In The Morality and Virtues of Capitalism and the Firm, Competitive Enterprise Institute founder Fred L. Smith, Jr. argues that businesses help people develop relationships that extend to other areas of life. In his new paper, Smith examines the positive impacts that can come from being a part of a business – ranging from stability to fairness to freedom.
“In a free society, people want fairness, financial and personal stability, community, and freedom,” explains Smith. “What people may not realize is that businesses need those values, too, for long-term success. Whether it’s your local hardware store or a big box store like Lowe’s, the same virtues are true to building a solid business.”
The problem is that while business leaders are generally effective at communicating the value of their firm, they often fail to articulate the morality of capitalism – the system that has made success possible. But as The Morality and Virtues of Capitalism and the Firm argues, as businesses grow and expand, business leaders can both keep and promote the core values that that make their businesses thrive.

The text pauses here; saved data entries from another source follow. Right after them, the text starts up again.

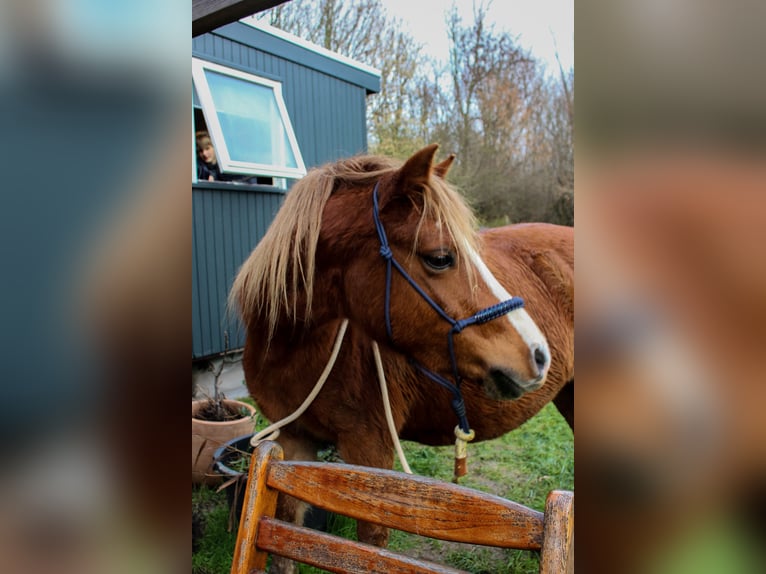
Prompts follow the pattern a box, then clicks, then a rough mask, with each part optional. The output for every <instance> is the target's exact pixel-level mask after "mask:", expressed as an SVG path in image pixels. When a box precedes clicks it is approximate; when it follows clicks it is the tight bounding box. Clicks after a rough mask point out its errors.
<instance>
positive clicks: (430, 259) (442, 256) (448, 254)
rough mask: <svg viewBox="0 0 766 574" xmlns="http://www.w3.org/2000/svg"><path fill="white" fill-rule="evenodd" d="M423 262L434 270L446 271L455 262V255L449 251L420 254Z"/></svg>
mask: <svg viewBox="0 0 766 574" xmlns="http://www.w3.org/2000/svg"><path fill="white" fill-rule="evenodd" d="M421 257H422V258H423V262H424V263H425V264H426V265H427V266H428V267H430V268H431V269H433V270H434V271H446V270H447V269H449V268H450V267H452V266H453V265H454V264H455V257H454V256H453V255H452V253H450V252H449V251H437V252H436V253H427V254H424V255H422V256H421Z"/></svg>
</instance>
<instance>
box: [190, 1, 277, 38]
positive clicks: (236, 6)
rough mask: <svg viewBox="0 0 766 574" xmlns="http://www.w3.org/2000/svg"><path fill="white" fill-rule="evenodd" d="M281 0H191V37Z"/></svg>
mask: <svg viewBox="0 0 766 574" xmlns="http://www.w3.org/2000/svg"><path fill="white" fill-rule="evenodd" d="M283 2H286V0H192V37H195V36H200V35H201V34H205V33H207V32H211V31H213V30H215V29H216V28H220V27H221V26H224V25H226V24H230V23H231V22H236V21H237V20H239V19H240V18H245V17H246V16H250V15H251V14H255V13H256V12H261V11H262V10H267V9H268V8H272V7H274V6H276V5H277V4H282V3H283Z"/></svg>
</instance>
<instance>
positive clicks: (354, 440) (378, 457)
mask: <svg viewBox="0 0 766 574" xmlns="http://www.w3.org/2000/svg"><path fill="white" fill-rule="evenodd" d="M383 428H385V426H384V427H383ZM336 446H337V448H338V454H340V456H341V458H342V459H343V461H344V462H346V463H348V464H358V465H361V466H373V467H376V468H393V466H394V447H393V445H391V444H390V440H389V441H386V440H383V439H380V438H369V437H368V438H367V440H360V438H359V435H358V434H353V435H348V436H345V437H343V436H342V437H339V438H338V444H337V445H336ZM356 534H357V537H358V538H359V541H360V542H365V543H367V544H374V545H375V546H381V547H386V546H388V534H389V530H388V528H386V527H385V526H379V525H377V524H370V523H369V522H363V521H361V520H358V521H357V523H356Z"/></svg>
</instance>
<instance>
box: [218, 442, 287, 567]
mask: <svg viewBox="0 0 766 574" xmlns="http://www.w3.org/2000/svg"><path fill="white" fill-rule="evenodd" d="M283 456H284V453H283V452H282V449H281V447H280V446H279V445H277V444H276V443H269V445H268V446H267V448H259V449H256V450H255V452H254V453H253V455H252V458H251V462H250V470H249V471H248V475H247V487H246V489H245V498H244V500H243V502H242V516H241V517H240V520H239V531H238V532H237V542H236V545H235V547H234V558H233V560H232V563H231V574H244V573H250V572H253V571H257V570H264V569H265V568H266V560H267V558H268V555H267V554H266V553H265V552H258V550H257V548H256V544H255V541H256V540H257V539H258V536H259V535H260V529H261V524H262V517H263V516H274V513H275V512H276V508H277V494H278V493H277V492H276V491H274V490H270V489H268V488H266V473H267V472H268V470H269V465H271V464H273V463H274V461H275V460H282V458H283Z"/></svg>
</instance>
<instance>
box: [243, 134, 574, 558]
mask: <svg viewBox="0 0 766 574" xmlns="http://www.w3.org/2000/svg"><path fill="white" fill-rule="evenodd" d="M437 147H438V146H436V145H431V146H428V147H426V148H424V149H422V150H420V151H419V152H417V153H415V154H414V155H413V156H412V157H411V158H409V159H408V160H407V161H406V162H405V163H404V164H403V165H402V164H401V163H400V162H396V161H394V160H390V159H386V158H382V157H376V156H358V157H354V158H351V159H347V160H342V161H338V162H336V163H332V164H328V165H325V166H322V167H320V168H316V169H313V170H312V171H310V172H309V173H308V174H307V175H306V176H305V177H304V178H303V179H302V180H301V181H299V182H297V183H296V184H295V186H294V187H293V188H292V189H291V191H290V192H289V193H288V194H287V196H286V198H285V202H284V204H283V206H282V208H281V209H280V211H279V213H278V214H277V215H276V217H275V219H274V221H273V223H272V225H271V227H270V228H269V230H268V232H267V233H266V235H265V236H264V238H263V240H262V241H261V242H260V243H259V244H258V246H257V247H256V248H255V250H254V251H253V252H252V254H251V255H250V257H249V258H248V259H247V260H246V261H245V263H244V264H243V265H242V268H241V270H240V272H239V274H238V276H237V278H236V280H235V282H234V285H233V287H232V291H231V302H232V304H234V305H237V306H238V307H239V309H240V311H241V313H242V317H243V321H244V324H245V326H246V329H247V339H246V344H245V350H244V356H243V367H244V371H245V377H246V381H247V387H248V390H249V392H250V394H251V395H252V397H253V398H254V399H255V400H256V402H257V403H258V406H259V407H260V409H261V411H262V412H263V414H264V415H265V416H266V417H267V418H269V419H270V420H272V421H275V420H278V419H281V418H284V417H286V416H288V415H289V414H291V413H292V412H293V411H295V410H296V409H297V408H298V406H299V405H300V404H301V403H302V402H303V400H304V399H305V398H306V396H307V395H308V394H309V393H310V391H311V389H312V387H313V385H314V383H315V382H316V380H317V379H318V378H319V375H320V373H322V371H323V369H324V368H325V365H326V363H327V361H328V359H329V357H330V355H331V351H332V347H333V344H334V341H335V338H336V334H337V332H338V330H339V326H340V324H341V322H342V321H343V319H344V318H347V319H348V320H349V323H348V329H347V333H346V336H345V340H344V342H343V345H342V347H341V350H340V353H339V355H338V359H337V363H336V364H335V366H334V367H333V369H332V371H331V373H330V376H329V379H328V380H327V382H326V384H325V386H324V388H323V389H322V391H321V392H320V393H319V395H318V396H317V397H316V399H315V400H314V402H313V403H312V404H311V406H310V407H309V408H308V410H307V411H306V412H305V413H304V414H303V415H302V416H301V417H300V418H299V419H297V420H296V421H295V422H293V423H291V424H290V425H288V426H286V427H285V428H283V429H282V430H281V433H280V436H279V439H278V442H279V443H280V444H281V445H282V446H283V448H284V450H285V455H286V456H287V457H288V458H302V459H309V460H310V459H314V458H315V457H316V452H317V450H318V448H321V447H322V446H324V445H326V444H328V443H330V444H334V445H335V446H336V448H337V450H338V452H339V454H340V456H341V457H342V458H343V459H344V461H346V462H347V463H350V464H360V465H366V466H376V467H382V468H391V467H392V466H393V457H394V448H393V441H392V438H391V436H390V434H389V432H388V427H387V425H386V420H385V416H384V409H383V404H382V399H381V392H380V389H379V387H378V384H377V382H376V370H375V362H374V358H373V352H372V348H371V344H372V341H377V342H378V343H379V345H380V351H381V357H382V361H383V366H384V370H385V373H386V378H387V380H388V384H389V391H388V392H389V396H390V401H391V409H392V412H393V418H394V422H395V426H396V429H397V430H398V432H399V436H400V437H401V438H404V439H407V440H414V441H418V442H421V443H424V444H430V445H443V444H449V443H451V442H453V441H454V428H455V424H456V421H457V423H458V424H459V425H460V426H463V427H464V426H466V424H467V421H470V428H471V429H473V430H474V431H475V433H476V439H477V440H486V439H491V438H495V437H498V436H500V435H502V434H504V433H506V432H508V431H510V430H512V429H514V428H516V427H517V426H519V425H520V424H522V423H523V422H524V421H526V420H527V419H529V418H530V417H531V416H533V415H534V414H536V413H537V412H538V411H539V410H540V409H541V408H542V407H543V406H544V405H545V404H546V403H547V402H549V401H551V400H554V402H555V403H556V405H557V407H558V408H559V410H560V411H561V412H562V414H564V416H565V418H566V419H567V421H568V422H569V424H570V425H572V424H573V398H574V391H573V385H574V310H573V298H574V285H573V273H574V232H573V230H572V229H571V228H567V227H560V226H554V225H546V224H526V225H517V226H510V227H505V228H499V229H492V230H487V231H485V232H484V233H482V234H478V233H477V232H476V226H475V220H474V218H473V215H472V213H471V211H470V210H469V209H468V207H467V206H466V205H465V203H464V202H463V200H462V199H461V197H460V196H459V195H458V194H457V192H456V191H455V190H454V189H453V188H452V187H451V186H450V185H449V184H448V183H447V182H446V180H445V179H444V177H445V175H446V172H447V170H448V169H449V167H450V165H451V163H452V161H453V159H454V156H450V157H449V158H447V159H446V160H445V161H443V162H441V163H438V164H434V155H435V153H436V149H437ZM509 293H511V294H513V295H515V297H511V295H510V294H509ZM511 399H513V400H511ZM456 414H457V418H456ZM281 512H282V514H283V516H284V517H285V518H292V519H299V516H298V515H300V514H301V511H300V509H297V508H295V507H290V508H288V507H287V506H285V507H284V508H283V509H282V511H281ZM359 536H360V539H362V540H366V541H369V542H373V543H377V544H385V542H386V540H387V533H386V532H381V531H380V530H378V529H371V528H368V527H367V526H366V525H364V524H360V525H359Z"/></svg>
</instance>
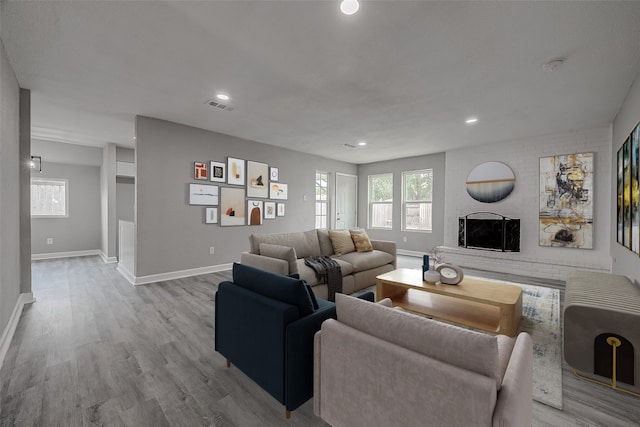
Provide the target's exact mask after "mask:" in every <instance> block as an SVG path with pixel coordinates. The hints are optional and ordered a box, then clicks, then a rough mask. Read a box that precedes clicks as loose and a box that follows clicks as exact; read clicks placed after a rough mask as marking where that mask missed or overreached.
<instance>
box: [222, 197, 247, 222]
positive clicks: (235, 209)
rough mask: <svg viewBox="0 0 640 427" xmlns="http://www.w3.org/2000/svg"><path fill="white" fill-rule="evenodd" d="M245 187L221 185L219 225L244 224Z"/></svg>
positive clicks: (244, 217)
mask: <svg viewBox="0 0 640 427" xmlns="http://www.w3.org/2000/svg"><path fill="white" fill-rule="evenodd" d="M245 195H246V192H245V189H244V188H231V187H222V188H221V191H220V225H221V226H223V227H226V226H233V225H245V217H246V204H245Z"/></svg>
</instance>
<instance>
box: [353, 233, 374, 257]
mask: <svg viewBox="0 0 640 427" xmlns="http://www.w3.org/2000/svg"><path fill="white" fill-rule="evenodd" d="M349 233H351V239H352V240H353V243H354V244H355V245H356V251H358V252H371V251H372V250H373V245H372V244H371V240H369V236H367V233H366V232H365V231H364V230H362V231H354V230H351V231H349Z"/></svg>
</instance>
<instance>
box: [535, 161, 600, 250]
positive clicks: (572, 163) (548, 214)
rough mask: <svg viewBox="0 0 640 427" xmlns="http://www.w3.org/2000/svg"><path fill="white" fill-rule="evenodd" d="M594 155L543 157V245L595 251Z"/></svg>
mask: <svg viewBox="0 0 640 427" xmlns="http://www.w3.org/2000/svg"><path fill="white" fill-rule="evenodd" d="M593 171H594V169H593V153H578V154H567V155H560V156H551V157H542V158H540V213H539V225H540V245H541V246H556V247H565V248H580V249H592V248H593V208H594V206H593V194H594V193H593V182H594V179H593Z"/></svg>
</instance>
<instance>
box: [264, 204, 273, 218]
mask: <svg viewBox="0 0 640 427" xmlns="http://www.w3.org/2000/svg"><path fill="white" fill-rule="evenodd" d="M264 219H276V202H264Z"/></svg>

Smith maps out the why and how for business leaders to defend the virtues of the business communities in which they work and live. He explains how capitalism operates in the real world through a key institution, the firm or corporation, which is a cooperative venture that must consider the values and wants of everyone in its community—customers, employees, suppliers, and investors. As a consequence, capitalism not only makes people wealthier, but also advances other important values and concerns we all care about, such as fairness and justice.